Kimya-yı Saadet (3)

0
Gazap kuvvetinin haddinden fazla olmasına, tehevvür (korkusuzluk); noksan olmasına yüreksizlik ve cesaretsizlik; orta halde, yani normal olmasına da cesaret denir.
Cesaretten lütuf, kerem, yüksek hizmet, hilim (yumuşaklık) tahammül temkin ve buna benzer sıfatlar doğar. Aşırı korkusuzluktan gurur, tahammülsüzlük, tahakküm ve tehlikeli işlerle uğraşmak gibi şeyler; cesaretsizlikten de kendini aşağı görme, çaresizlik, gibi şeyler; cesaretsizlikten de kendini aşağı görme, çaresizlik, yanıp yakılma ve yağcılık yapma meydana gelir.  Şehvet kuvvetinin çok fazla olmasına hırs denir.
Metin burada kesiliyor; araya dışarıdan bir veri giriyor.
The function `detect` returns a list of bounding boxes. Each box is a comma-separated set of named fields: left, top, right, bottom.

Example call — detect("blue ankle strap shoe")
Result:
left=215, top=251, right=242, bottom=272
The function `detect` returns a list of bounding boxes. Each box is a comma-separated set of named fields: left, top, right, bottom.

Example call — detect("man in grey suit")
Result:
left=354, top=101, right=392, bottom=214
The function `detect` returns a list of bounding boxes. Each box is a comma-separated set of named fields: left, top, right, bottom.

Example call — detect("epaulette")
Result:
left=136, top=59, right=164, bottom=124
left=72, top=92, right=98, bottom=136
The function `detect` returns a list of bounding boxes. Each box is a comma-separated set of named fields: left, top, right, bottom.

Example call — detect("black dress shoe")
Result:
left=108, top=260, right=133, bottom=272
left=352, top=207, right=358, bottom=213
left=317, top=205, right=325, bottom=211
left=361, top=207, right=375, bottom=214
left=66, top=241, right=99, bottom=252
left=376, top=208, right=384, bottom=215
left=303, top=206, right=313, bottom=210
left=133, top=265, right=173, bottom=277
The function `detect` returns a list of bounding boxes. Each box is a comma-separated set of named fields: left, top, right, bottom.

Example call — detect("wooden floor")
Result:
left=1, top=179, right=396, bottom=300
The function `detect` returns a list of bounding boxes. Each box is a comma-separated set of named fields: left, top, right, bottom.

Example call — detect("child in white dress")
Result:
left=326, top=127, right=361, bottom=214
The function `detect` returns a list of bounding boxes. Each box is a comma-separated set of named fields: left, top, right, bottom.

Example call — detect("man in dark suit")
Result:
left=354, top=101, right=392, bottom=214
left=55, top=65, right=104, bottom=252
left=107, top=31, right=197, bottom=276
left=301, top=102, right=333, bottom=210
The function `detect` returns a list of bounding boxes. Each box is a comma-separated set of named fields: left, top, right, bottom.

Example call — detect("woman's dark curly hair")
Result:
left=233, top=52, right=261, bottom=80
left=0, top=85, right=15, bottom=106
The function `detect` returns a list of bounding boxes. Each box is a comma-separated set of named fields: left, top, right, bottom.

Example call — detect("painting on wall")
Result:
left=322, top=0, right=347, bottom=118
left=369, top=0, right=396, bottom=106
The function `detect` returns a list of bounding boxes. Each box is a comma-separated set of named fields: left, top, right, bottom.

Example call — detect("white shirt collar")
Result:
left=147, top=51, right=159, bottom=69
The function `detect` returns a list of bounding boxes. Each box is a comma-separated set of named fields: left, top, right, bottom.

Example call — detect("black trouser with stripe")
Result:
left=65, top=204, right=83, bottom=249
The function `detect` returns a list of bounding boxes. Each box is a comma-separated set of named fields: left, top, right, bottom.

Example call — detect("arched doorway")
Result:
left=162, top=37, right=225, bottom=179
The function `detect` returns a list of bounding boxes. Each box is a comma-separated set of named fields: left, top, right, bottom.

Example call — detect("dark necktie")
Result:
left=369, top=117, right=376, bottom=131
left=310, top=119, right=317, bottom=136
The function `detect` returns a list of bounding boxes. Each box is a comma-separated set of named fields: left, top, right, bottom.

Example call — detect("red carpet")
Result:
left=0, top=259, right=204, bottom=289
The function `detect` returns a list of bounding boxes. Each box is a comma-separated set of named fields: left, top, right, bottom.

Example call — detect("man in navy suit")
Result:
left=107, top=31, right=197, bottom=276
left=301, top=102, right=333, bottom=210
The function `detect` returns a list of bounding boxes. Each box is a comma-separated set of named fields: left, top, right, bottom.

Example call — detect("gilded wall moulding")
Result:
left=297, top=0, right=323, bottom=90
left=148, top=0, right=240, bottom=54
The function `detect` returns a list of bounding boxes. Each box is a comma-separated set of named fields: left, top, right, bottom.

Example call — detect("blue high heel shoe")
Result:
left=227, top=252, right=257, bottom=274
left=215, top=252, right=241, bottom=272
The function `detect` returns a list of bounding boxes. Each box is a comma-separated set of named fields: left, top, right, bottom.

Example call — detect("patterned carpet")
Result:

Hırstan utanmazlık, kötülük, mutsuzluk, pislik, çekememezlik, zenginlerden sıkılma, fakirleri beğenmeme ve bunlara benzer huylar meydana gelir.
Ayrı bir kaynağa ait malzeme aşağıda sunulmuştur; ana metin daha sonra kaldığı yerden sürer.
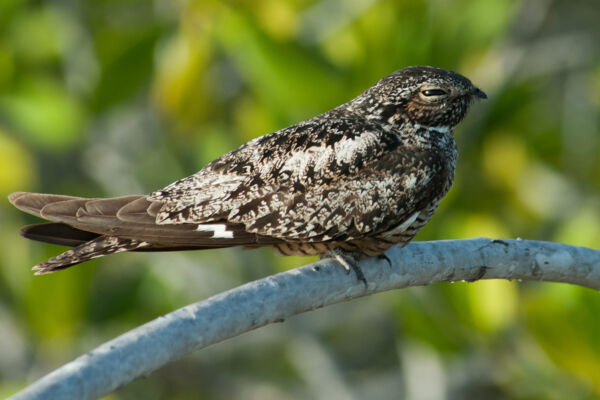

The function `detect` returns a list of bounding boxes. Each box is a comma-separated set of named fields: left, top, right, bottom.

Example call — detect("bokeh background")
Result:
left=1, top=0, right=600, bottom=398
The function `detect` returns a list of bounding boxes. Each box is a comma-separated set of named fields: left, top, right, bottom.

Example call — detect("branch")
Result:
left=9, top=238, right=600, bottom=400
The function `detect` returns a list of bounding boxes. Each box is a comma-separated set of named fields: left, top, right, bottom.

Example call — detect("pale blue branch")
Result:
left=9, top=238, right=600, bottom=400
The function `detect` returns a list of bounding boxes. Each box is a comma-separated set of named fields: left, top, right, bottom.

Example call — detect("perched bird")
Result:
left=9, top=66, right=486, bottom=278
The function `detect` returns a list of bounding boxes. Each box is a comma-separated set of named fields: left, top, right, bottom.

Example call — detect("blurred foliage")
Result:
left=1, top=0, right=599, bottom=399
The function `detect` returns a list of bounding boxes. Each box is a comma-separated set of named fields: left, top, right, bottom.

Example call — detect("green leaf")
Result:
left=0, top=77, right=86, bottom=151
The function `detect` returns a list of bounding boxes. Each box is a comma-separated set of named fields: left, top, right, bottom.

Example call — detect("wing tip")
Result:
left=9, top=192, right=85, bottom=218
left=9, top=192, right=45, bottom=217
left=8, top=191, right=28, bottom=205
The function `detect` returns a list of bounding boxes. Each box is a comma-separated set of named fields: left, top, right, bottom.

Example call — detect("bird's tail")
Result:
left=32, top=236, right=150, bottom=275
left=9, top=191, right=284, bottom=274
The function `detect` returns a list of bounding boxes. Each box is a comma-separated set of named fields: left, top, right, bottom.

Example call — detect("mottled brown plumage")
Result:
left=9, top=66, right=486, bottom=275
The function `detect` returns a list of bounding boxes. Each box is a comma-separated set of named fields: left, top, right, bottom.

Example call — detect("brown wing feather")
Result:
left=9, top=192, right=284, bottom=273
left=9, top=192, right=87, bottom=218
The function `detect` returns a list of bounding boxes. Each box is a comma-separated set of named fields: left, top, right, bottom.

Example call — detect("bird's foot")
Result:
left=322, top=249, right=367, bottom=286
left=377, top=253, right=392, bottom=268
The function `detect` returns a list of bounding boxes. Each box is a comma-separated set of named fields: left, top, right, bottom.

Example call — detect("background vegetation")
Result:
left=1, top=0, right=599, bottom=398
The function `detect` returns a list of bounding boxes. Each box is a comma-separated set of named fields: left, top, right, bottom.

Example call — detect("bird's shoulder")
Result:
left=153, top=109, right=406, bottom=195
left=147, top=109, right=449, bottom=226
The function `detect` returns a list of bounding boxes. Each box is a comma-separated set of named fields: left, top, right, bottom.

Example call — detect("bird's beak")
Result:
left=472, top=87, right=487, bottom=99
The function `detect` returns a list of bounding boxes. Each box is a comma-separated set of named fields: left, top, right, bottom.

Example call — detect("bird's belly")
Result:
left=271, top=239, right=395, bottom=257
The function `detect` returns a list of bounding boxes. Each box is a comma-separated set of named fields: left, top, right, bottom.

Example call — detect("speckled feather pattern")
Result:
left=9, top=66, right=486, bottom=273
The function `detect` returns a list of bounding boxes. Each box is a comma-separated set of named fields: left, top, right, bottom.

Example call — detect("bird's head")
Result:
left=350, top=66, right=487, bottom=130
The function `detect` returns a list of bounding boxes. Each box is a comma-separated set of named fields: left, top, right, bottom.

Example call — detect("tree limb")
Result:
left=9, top=238, right=600, bottom=400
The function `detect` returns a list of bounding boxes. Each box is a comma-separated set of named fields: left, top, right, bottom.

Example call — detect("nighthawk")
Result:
left=9, top=66, right=486, bottom=278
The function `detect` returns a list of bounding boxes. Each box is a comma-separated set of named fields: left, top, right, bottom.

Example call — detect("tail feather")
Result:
left=33, top=236, right=149, bottom=275
left=9, top=191, right=285, bottom=274
left=20, top=223, right=101, bottom=247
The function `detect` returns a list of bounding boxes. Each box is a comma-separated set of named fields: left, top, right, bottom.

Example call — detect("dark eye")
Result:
left=421, top=89, right=447, bottom=97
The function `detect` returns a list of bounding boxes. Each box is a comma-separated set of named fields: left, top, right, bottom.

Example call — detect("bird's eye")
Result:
left=421, top=88, right=447, bottom=97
Şehvet kuvveti eksik olursa umursamama, mertsizlik, donukluk, durgunluk gibi huylar ortaya çıkar. Şehvet kuvvetinin normal olmasına iffet denir. İffetten utanma, kanaat, cömertlik, sabır ve uygunluk oluşur.
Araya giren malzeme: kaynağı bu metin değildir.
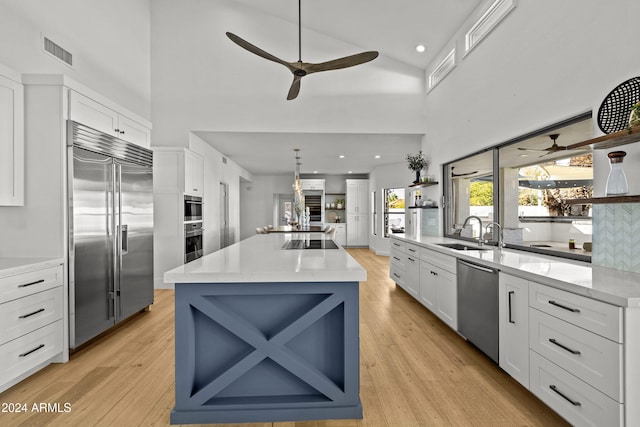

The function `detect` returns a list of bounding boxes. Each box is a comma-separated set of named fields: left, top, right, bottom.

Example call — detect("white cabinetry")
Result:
left=333, top=223, right=346, bottom=246
left=499, top=273, right=529, bottom=388
left=389, top=239, right=407, bottom=290
left=528, top=282, right=625, bottom=426
left=154, top=148, right=204, bottom=196
left=0, top=264, right=64, bottom=393
left=418, top=247, right=457, bottom=329
left=0, top=65, right=24, bottom=206
left=346, top=179, right=369, bottom=247
left=70, top=91, right=151, bottom=149
left=300, top=179, right=325, bottom=191
left=404, top=244, right=420, bottom=298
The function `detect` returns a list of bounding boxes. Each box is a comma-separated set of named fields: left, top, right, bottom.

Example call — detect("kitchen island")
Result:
left=164, top=232, right=366, bottom=425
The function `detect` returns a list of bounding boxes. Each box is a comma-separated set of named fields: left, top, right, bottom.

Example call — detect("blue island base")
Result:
left=171, top=281, right=362, bottom=425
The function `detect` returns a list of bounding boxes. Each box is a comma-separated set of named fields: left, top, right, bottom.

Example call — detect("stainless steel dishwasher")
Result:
left=457, top=259, right=499, bottom=363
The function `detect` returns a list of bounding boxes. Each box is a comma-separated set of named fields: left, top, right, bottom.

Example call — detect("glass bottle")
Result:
left=605, top=151, right=628, bottom=196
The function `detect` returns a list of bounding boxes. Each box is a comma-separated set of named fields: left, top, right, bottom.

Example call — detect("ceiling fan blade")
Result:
left=226, top=32, right=295, bottom=72
left=304, top=51, right=379, bottom=74
left=518, top=147, right=548, bottom=152
left=287, top=76, right=302, bottom=100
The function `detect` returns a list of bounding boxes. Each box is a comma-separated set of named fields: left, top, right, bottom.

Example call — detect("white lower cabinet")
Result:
left=404, top=244, right=420, bottom=299
left=333, top=223, right=346, bottom=246
left=499, top=273, right=529, bottom=388
left=530, top=351, right=622, bottom=427
left=418, top=261, right=436, bottom=311
left=0, top=264, right=64, bottom=393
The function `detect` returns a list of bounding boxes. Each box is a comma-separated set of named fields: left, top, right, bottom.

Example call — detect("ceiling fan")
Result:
left=451, top=167, right=478, bottom=177
left=517, top=134, right=567, bottom=157
left=226, top=0, right=379, bottom=100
Bu sıfatların her birisinin iki ucu var. İki uç ta kötü ve çirkin yalnız ortası güzel ve makbuldür. İki uç arasındaki bu orta yer kıldan daha incedir. Doğru yol budur. İncelik te ahiretteki sırat gibidir. Dünyada bu sırat üzerinde doğru durup ayağı kaymayan, kıyamet gününde de sırat üzerinde rahat yürür. Bunun için Yüce Allah bütün sıfatların ortasını emrediyor ve buyuruyor:

“İnfak ettikleri zaman israf etmeyip ve kısmayıp orta halde bulunanlar.” (Furkan, 67)

Yüce Allah, Peygambere buyuruyor ki:

“Hiçbir şey vermeyecek şekilde elini tamamiyle bağlama ve hepsini verip yanında bir şey kalmayacak kadar da açma.”

O halde tam güzel ahlaka sahip kimse, anlattığımız sıfatları kendisinde orta halde bulundurandır. Tıpkı güzel bir yüzde, her şeyin düzgün, doğru ve uyumlu olması gibi. Güzel yüzle çirkin yüz arasındaki farkın sonu olmadığı gibi, güzel ahlakla çirkin ahlak arasındaki farkın da sonu yoktur. Güzel ahlakın tam anlamı budur. Güzel ahlakın belki sonsuz çeşidi vardır. Fakat asıl kuvvetleri gazap, ilim, şehvet ve adalettir. Gerisi bu dört esasa bağlı olan dallardır.

Kötü Ahlakın Tedavisi

Kötü ahlakı terketmek isteyen için yalnız bir yol vardır: O da arzu ettiği şeylerin tersini yapmaktır. Zira şehveti, karşı koymaktan başka bir şey yok edemez. Her şey zıddı ile yok olur. Nitekim sıcaklıktan ileri gelen hastalığın ilacı, soğukluktur. Öfkeden meydana gelen hastalığın ilacı da, soğukkanlılık ve sükunettir. Büyüklenmenin ilacı, alçak gönüllülüktür. Cimrilik pisliğinin ilacı da cömertliktir. Bütün huylar böyledir.O halde iyi işleri adet edinende, güzel ahlak meydana gelir. Şeriatın iyi işleri emretmesinin hikmeti de budur. Zira iyi işler yapmaktan gaye, kalbi çirkin şekilden iyi şekle çevirmektir. İnsanın zorlanarak zamanla adet edindiği her şey, artık onun tabiatı, huyu olur.

O halde Yüce Allah’ı tanımaktan ve O’na itaat etmekten başka şeyi sevenin gönlü hastadır. Nitekim, Yüce Allah, “Kalblerinde hastalık vardır.” buyuruyor. (Bakara, 10)

Ve yine “Ancak Yüce Allah’a selim kalble gelenler kurtulur.” (Şuara , 89) buyuruyor. Vücut hastalığı nasıl bu dünyada insanı ölüme götürüyorsa, kalb hastalığı da öbür dünyada ölüme götürür. Hastanın, arzularına karşı koyarak, doktorun verdiği ilaçları almaktan başka kurtuluş ümidi olmadığı gibi, kalb hastalığının tedavisi için de nefsin isteklerine karşı koyup, şeriat erbabının emrini kabul etmekten başka yol yoktur. Zira insanların kalblerinin doktoru, şeriat erbaplarıdır.